Nouveaux droits de douane : Trump a-t-il une base juridique solide?
Trump veut imposer au Canada des tarifs de 50 % en vertu d’un article de loi datant de 1930..
Le président américain Donald Trump a annoncé son intention d’imposer de nouveaux droits de douane de 50% sur certaines exportations canadiennes à partir du 18 août 2026. Ces tarifs s’appuient sur l’article 338 de la Tariff Act de 1930, une loi historique surnommée loi Smoot-Hawley. Aucun président n’avait jusqu’ici utilisé cet article, qui permet de taxer jusqu’à 50% les marchandises d’un pays étranger accusé de discrimination commerciale, c’est-à-dire de mesures défavorisant les États-Unis. Aucune enquête préalable ni limite de durée n’est requise pour appliquer ces tarifs. Trump justifie ces mesures par trois griefs envers le Canada : l’interruption de la distribution de produits alcoolisés américains dans huit provinces, les restrictions sur les produits laitiers et le plafonnement des exportations de véhicules américains.
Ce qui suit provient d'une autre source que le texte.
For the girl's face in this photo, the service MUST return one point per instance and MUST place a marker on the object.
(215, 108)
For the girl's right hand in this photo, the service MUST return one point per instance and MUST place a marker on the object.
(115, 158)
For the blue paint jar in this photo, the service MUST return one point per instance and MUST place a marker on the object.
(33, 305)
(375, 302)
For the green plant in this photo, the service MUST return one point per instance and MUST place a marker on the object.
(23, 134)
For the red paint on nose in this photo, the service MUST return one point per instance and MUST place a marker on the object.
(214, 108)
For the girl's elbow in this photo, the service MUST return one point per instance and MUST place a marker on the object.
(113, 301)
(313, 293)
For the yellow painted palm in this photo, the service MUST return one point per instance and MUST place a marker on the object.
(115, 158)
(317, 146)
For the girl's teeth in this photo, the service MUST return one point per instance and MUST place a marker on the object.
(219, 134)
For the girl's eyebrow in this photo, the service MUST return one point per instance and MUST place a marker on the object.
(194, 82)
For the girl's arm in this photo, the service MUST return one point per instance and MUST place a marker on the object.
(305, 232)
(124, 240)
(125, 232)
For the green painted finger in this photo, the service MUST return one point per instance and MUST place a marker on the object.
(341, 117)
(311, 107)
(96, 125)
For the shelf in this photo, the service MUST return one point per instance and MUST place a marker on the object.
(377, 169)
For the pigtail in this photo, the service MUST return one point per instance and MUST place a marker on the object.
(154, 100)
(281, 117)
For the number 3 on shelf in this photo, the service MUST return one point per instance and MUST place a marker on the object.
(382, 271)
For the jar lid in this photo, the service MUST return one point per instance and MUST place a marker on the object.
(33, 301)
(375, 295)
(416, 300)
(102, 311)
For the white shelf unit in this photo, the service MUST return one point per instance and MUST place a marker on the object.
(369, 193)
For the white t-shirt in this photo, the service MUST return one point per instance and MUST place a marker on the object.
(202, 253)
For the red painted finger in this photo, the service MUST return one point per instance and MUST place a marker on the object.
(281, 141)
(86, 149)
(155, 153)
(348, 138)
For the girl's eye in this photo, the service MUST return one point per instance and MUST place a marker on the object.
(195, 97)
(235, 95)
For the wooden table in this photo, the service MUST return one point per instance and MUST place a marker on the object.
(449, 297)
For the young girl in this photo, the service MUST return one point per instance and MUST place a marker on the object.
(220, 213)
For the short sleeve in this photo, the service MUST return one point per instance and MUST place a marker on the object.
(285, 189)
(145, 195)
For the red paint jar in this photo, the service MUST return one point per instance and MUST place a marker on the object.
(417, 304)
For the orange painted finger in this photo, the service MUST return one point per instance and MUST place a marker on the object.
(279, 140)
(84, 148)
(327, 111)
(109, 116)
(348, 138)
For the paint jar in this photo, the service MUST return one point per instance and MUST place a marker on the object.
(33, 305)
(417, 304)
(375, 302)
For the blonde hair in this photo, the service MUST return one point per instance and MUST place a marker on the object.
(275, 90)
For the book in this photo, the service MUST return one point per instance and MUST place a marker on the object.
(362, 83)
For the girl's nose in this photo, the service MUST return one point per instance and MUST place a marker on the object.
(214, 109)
L’article 338 de 1930 est une loi adoptée pendant la Grande Dépression pour protéger les industries américaines. Elle autorise le président à imposer des droits de douane sans justification détaillée ni procédure d’enquête. Cependant, des experts comme Simon Lester, chercheur à l’Université Rice, estiment que cette loi offre une base juridique solide pour Trump, car elle ne précise pas si une discrimination peut être justifiée par des représailles. Selon lui, un tribunal américain aurait du mal à invalider cette décision. La loi Smoot-Hawley est par ailleurs critiquée pour avoir aggravé la crise économique des années 1930 et contribué à la défaite du président républicain Herbert Hoover à l’époque.
Rafael Jacob, politologue à l’Observatoire sur les États-Unis, suggère que ces nouveaux tarifs pourraient être une tactique de négociation dans le cadre de la révision annuelle de l’Accord Canada–États-Unis–Mexique (ACEUM). Nicolas Lamp, professeur à l’Université Queen’s, rappelle que les entreprises touchées par ces droits de douane pourraient hésiter à les contester devant les tribunaux, car cela pourrait s’avérer coûteux et peu rentable. Jacob ajoute que d’autres facteurs, comme la dégradation des relations diplomatiques entre le Canada et les États-Unis ou la volonté de Trump de renforcer le secteur manufacturier américain, pourraient aussi expliquer cette décision.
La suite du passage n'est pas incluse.